What would you say has been the biggest obstacle in your journey as a designer?
I have no answer for this one. Obstacles come and go; it’s what you do to overcome them.

What’s in the works for your next collection?
To be honest, I’m not so sure. But whatever it is, it’s going to be big because I would like to celebrate me coming up and also I have a couple things in store for this year, so you guys watch out for me.

Is the fashion industry pretty much a dog eats dog world? Or is that just a myth?
Oh, it’s no myth; everything you hear about it is real and it only gets crazy as you advance on your journey to the top.

The right clothes can transform the “every day” woman to a fashion bomb. Women sometimes get makeovers and all, but they rarely maintain the change. What advice do you have for a woman who wants a change in the fashion area?
First, take it step by step. Don’t be afraid to try new silhouettes or colors and if you should feel forced then stop and go back to it when you are ready. Remember, clothes are not all that you are it just enhances your beauty.

Is there a moment in your career so far that you rate highest among all others?
Um, well to be honest I’ve had great moments in my fashion career so far, but I don’t think I have been rated highest among all my peers. But like I stated, I’ve had some great, great moments. [Laughter]

Do you have fashion crushes…other designers you find especially inspiring?
OMG. [Blushes] I have really admired Elie Saab. He is hot in fashion. He is the epitome of elegance and taste when it comes down to fashion. I also love Versace—the old Versace—and there will always be a place in my heart for his work.

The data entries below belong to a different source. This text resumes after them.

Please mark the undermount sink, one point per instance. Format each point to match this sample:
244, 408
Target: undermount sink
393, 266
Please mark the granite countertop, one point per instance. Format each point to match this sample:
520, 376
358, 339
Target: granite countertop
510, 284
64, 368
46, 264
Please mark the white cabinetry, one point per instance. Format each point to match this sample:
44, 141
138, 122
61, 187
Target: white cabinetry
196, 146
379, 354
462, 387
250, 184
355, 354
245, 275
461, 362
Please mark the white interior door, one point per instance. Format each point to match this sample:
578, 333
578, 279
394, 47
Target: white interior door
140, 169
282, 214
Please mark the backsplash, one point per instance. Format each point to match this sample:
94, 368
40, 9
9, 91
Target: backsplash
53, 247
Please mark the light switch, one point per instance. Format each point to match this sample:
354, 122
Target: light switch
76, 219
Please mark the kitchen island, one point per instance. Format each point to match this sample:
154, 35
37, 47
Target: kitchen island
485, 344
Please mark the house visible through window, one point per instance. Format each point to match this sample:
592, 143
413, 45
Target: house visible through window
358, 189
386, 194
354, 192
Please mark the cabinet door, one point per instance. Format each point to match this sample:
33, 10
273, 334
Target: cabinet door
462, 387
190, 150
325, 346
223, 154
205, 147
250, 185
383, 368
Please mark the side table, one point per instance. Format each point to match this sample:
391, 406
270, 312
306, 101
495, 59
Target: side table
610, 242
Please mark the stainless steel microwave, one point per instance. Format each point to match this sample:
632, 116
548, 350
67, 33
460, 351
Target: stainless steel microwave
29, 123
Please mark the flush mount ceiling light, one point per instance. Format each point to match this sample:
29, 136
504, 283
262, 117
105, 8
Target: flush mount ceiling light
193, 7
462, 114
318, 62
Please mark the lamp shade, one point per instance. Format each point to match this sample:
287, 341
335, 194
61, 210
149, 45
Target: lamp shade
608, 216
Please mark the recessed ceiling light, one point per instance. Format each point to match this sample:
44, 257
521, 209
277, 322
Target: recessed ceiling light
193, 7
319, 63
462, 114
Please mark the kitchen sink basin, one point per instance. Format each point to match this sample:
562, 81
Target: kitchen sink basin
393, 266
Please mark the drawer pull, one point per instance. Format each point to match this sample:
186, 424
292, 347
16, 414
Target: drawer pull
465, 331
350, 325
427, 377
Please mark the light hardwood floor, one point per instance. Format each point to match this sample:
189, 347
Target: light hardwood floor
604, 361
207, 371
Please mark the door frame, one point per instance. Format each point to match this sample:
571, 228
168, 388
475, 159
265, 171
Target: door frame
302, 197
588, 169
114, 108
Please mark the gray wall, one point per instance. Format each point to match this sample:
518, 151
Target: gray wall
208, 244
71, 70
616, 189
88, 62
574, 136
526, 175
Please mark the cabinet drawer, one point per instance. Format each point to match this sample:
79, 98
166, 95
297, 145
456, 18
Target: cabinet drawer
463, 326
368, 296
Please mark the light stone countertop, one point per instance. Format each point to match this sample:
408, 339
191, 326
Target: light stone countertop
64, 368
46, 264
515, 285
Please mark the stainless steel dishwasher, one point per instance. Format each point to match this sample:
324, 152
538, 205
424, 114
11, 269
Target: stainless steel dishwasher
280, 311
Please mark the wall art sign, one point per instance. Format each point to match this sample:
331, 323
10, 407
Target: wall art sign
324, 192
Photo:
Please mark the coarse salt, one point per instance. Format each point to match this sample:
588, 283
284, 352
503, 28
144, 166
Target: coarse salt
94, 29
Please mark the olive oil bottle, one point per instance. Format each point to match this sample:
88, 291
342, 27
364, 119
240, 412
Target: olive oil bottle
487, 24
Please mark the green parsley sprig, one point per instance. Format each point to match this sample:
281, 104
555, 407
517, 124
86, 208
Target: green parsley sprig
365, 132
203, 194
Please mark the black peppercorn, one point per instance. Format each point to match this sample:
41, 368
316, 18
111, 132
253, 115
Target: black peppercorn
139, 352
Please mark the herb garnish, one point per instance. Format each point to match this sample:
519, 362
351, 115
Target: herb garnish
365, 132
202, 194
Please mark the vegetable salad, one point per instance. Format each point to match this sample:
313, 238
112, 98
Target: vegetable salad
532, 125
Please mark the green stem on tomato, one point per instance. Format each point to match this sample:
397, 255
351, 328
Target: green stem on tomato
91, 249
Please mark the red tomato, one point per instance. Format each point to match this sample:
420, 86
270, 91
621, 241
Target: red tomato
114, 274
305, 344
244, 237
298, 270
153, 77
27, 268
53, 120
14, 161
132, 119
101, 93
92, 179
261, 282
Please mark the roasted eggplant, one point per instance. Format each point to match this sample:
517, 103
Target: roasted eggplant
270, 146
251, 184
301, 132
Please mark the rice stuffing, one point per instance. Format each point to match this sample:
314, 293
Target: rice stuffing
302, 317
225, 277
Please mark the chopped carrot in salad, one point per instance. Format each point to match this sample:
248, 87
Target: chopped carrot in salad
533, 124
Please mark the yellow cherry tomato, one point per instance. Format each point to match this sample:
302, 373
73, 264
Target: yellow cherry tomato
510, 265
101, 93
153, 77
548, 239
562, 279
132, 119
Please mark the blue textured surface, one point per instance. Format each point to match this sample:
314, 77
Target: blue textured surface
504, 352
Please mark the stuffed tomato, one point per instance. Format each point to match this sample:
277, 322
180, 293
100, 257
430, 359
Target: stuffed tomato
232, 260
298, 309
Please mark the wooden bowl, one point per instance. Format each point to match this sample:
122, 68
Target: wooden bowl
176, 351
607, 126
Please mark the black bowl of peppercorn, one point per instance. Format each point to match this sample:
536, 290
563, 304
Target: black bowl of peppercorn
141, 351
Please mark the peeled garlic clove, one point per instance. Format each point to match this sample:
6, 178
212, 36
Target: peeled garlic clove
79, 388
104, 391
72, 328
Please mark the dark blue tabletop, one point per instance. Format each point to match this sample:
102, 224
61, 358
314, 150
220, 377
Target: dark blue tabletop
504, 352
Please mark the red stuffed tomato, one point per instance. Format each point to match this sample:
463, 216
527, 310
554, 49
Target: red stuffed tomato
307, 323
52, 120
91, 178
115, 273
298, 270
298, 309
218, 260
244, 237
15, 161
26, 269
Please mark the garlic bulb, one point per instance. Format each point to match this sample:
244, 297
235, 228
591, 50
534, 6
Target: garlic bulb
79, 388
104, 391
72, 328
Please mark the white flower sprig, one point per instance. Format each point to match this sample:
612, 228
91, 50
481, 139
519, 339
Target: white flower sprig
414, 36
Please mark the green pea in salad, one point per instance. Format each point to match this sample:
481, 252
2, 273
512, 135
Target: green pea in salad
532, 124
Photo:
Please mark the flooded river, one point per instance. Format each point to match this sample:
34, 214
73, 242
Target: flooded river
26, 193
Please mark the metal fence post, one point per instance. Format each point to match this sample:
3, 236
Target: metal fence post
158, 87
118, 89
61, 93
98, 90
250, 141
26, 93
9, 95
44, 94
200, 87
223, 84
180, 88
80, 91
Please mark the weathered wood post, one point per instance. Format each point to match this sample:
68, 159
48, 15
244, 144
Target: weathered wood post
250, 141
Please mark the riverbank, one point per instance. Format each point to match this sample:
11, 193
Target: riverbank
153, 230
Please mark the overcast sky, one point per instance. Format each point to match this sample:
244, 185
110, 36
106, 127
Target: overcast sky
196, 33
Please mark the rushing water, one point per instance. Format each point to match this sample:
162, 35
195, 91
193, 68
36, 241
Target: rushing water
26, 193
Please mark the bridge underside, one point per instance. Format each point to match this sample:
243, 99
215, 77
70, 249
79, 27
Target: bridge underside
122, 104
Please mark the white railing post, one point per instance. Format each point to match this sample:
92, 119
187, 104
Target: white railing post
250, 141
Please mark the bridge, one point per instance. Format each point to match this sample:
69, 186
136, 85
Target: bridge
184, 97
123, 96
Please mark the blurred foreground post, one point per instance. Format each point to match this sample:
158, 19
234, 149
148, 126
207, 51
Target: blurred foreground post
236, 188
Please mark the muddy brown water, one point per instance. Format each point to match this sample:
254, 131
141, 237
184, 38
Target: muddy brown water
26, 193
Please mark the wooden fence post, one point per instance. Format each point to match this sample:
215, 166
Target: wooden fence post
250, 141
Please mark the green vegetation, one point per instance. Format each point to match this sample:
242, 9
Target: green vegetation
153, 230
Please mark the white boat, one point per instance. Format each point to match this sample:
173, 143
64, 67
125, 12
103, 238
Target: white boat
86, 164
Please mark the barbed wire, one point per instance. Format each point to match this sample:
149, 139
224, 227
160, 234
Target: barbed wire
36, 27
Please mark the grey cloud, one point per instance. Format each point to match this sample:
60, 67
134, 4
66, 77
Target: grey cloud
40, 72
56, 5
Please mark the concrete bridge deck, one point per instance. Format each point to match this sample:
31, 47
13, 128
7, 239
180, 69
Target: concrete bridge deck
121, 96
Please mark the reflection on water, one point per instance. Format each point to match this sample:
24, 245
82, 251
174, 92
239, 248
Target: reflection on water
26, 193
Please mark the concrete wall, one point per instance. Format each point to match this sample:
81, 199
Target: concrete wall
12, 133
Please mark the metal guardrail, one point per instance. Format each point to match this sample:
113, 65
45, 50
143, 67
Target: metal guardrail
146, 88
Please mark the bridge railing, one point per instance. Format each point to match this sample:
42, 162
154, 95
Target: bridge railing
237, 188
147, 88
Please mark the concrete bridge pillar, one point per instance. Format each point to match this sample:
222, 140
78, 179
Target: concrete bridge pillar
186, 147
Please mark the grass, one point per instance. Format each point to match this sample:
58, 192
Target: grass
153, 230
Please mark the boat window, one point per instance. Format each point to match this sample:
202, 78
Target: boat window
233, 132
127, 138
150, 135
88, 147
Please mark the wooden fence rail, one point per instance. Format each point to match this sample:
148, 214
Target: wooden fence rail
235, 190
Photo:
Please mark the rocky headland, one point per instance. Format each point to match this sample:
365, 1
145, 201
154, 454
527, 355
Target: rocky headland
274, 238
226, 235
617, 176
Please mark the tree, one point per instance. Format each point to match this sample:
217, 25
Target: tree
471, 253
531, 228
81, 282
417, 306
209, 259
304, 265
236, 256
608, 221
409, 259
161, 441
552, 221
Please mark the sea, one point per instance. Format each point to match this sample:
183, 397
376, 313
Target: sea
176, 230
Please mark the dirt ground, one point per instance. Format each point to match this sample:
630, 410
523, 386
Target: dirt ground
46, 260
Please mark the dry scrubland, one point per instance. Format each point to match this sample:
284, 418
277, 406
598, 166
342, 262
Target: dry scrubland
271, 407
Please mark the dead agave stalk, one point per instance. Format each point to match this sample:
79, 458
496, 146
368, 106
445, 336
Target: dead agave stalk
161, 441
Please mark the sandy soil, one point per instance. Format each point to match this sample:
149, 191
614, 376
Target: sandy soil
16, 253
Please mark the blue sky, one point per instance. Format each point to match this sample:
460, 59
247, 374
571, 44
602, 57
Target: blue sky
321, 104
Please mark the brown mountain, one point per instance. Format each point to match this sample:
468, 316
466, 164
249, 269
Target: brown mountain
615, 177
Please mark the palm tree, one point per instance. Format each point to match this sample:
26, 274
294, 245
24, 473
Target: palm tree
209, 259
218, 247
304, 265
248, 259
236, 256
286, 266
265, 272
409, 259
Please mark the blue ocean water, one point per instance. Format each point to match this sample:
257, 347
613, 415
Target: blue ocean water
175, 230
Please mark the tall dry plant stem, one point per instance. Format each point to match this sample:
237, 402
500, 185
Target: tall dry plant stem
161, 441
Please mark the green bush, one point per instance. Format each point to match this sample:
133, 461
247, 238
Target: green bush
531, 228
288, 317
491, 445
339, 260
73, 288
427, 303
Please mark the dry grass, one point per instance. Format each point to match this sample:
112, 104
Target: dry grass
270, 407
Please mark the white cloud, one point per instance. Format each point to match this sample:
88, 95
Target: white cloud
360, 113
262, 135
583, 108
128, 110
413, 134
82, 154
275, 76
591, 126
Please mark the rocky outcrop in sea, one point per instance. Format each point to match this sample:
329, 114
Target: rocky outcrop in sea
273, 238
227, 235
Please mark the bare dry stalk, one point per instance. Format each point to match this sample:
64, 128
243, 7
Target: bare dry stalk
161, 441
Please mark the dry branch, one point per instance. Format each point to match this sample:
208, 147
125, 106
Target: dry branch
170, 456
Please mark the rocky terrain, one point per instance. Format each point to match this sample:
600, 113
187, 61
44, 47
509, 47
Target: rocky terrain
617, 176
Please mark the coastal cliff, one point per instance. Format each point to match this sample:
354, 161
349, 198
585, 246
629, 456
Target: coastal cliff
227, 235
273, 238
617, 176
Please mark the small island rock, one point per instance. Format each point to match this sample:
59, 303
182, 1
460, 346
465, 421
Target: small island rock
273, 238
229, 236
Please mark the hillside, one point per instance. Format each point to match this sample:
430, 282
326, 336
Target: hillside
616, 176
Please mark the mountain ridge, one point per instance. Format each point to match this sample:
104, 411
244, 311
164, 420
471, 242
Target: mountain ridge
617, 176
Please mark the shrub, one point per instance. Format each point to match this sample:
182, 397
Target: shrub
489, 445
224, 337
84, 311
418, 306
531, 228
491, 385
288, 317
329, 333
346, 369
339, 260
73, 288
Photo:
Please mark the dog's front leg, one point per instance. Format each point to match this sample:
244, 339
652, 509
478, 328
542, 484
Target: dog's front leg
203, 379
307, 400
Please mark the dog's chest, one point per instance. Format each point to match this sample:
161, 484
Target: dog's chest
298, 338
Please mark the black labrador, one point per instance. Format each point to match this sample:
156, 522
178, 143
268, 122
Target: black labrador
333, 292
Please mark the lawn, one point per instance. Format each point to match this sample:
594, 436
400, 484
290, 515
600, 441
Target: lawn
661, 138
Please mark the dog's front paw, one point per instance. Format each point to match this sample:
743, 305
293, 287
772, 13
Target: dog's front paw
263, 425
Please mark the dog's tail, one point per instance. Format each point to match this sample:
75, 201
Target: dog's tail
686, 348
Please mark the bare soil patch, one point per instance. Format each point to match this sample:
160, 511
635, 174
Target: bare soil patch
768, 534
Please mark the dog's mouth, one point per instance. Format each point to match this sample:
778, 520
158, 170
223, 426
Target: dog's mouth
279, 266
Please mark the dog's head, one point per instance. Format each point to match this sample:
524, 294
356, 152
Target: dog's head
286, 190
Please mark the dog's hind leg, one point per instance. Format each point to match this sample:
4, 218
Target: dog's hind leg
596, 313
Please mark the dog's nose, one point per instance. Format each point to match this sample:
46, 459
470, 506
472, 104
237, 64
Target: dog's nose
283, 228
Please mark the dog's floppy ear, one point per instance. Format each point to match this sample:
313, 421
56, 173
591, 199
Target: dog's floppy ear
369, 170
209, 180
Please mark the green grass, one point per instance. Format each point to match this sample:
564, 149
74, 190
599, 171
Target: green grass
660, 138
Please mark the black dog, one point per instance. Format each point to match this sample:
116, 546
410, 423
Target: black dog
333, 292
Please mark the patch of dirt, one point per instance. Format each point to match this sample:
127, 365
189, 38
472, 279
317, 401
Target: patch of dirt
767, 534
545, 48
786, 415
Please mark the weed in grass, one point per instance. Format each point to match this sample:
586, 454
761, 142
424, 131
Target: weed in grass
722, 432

What place does Haiti and Haitian culture play in your designs and in your career?
That is a hard question to answer because I’m not influenced by Haiti or by the culture. I might say maybe it’s from the colors I choose, but then I’m not afraid of color. I just tend to do what I feel like doing.

Life comes with lessons. What’s the biggest lesson you’ve learned?
I think that this quote from Forever 21 can best answer this question: “To live a creative life, we must lose our fear of being wrong.” And also what I live by my motto: “Do you”.